If you want to start a spark shell on your local computer but if the master is running somewhere else

pyspark --conf spark.executor.extraClassPath= --driver-class-path --jars --master

For example

pyspark --conf spark.executor.extraClassPath=/Users/postgresql-42.2.4.jar --driver-class-path /Users/postgresql-42.2.4.jar --master spark://192.168.1.199:7077 --executor-memory 512m

Although PostgreSQL is RDBMS, you can always use JSON data structure to store variable schema.

create table items_var(id VARCHAR(100), attributes jsonb);
insert into items_var values('id1', '{"color": "Red", "style": "stripe"}');
select attributes -> 'color' from items_var;
select attributes @> '{"color":"Red"}' from items_var;
select id, attributes from items_var where attributes @> '{"color":"Red"}';

Now its time to load the data to dataframe from SQL using spark.

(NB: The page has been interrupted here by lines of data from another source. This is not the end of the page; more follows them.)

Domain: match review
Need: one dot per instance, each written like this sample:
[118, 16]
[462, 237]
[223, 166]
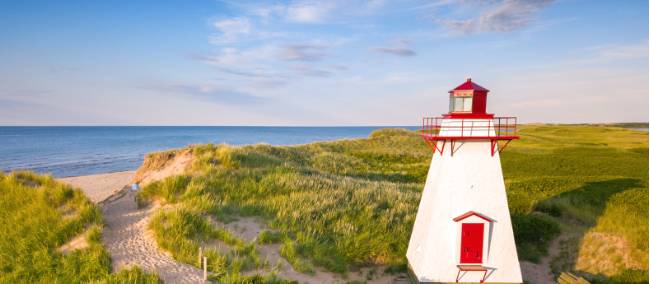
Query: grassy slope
[351, 203]
[38, 215]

Load Data from PostgreSQL to dataframe

df = spark.read \
    .format("jdbc") \
    .option("driver", "org.postgresql.Driver") \
    .option("url", "jdbc:postgresql:dbName") \
    .option("dbtable", "MyTable") \
    .option("user", "myUser") \
    .option("password", "") \
    .load()

Write data to PostgreSQL

df.write \
    .format("jdbc") \
    .option("driver", "org.postgresql.Driver") \
    .option("url", "jdbc:postgresql:dbName") \
    .option("dbtable", "MyTable") \
    .option("user", "myUser") \
    .option("password", "")

Alternatively

mode = "overwrite"
url = "jdbc:postgresql:dbName"
properties = {"user": "myUser","password": "","driver": "org.postgresql.Driver"}
df1.write.jdbc(url=url, table="myTable", mode=mode, properties=properties)

Perform aggregations

df.groupBy("itemid").count()
.filter("count" >= 2)
.show()

Most of the time in a production environment you would want to do all these programmatically e.g. from a java based microservice. Check out this GitHub repository has some sample code for the same.

You can also configure such that pyspark command launches Jupytr notebook and you can interactively run spark commands.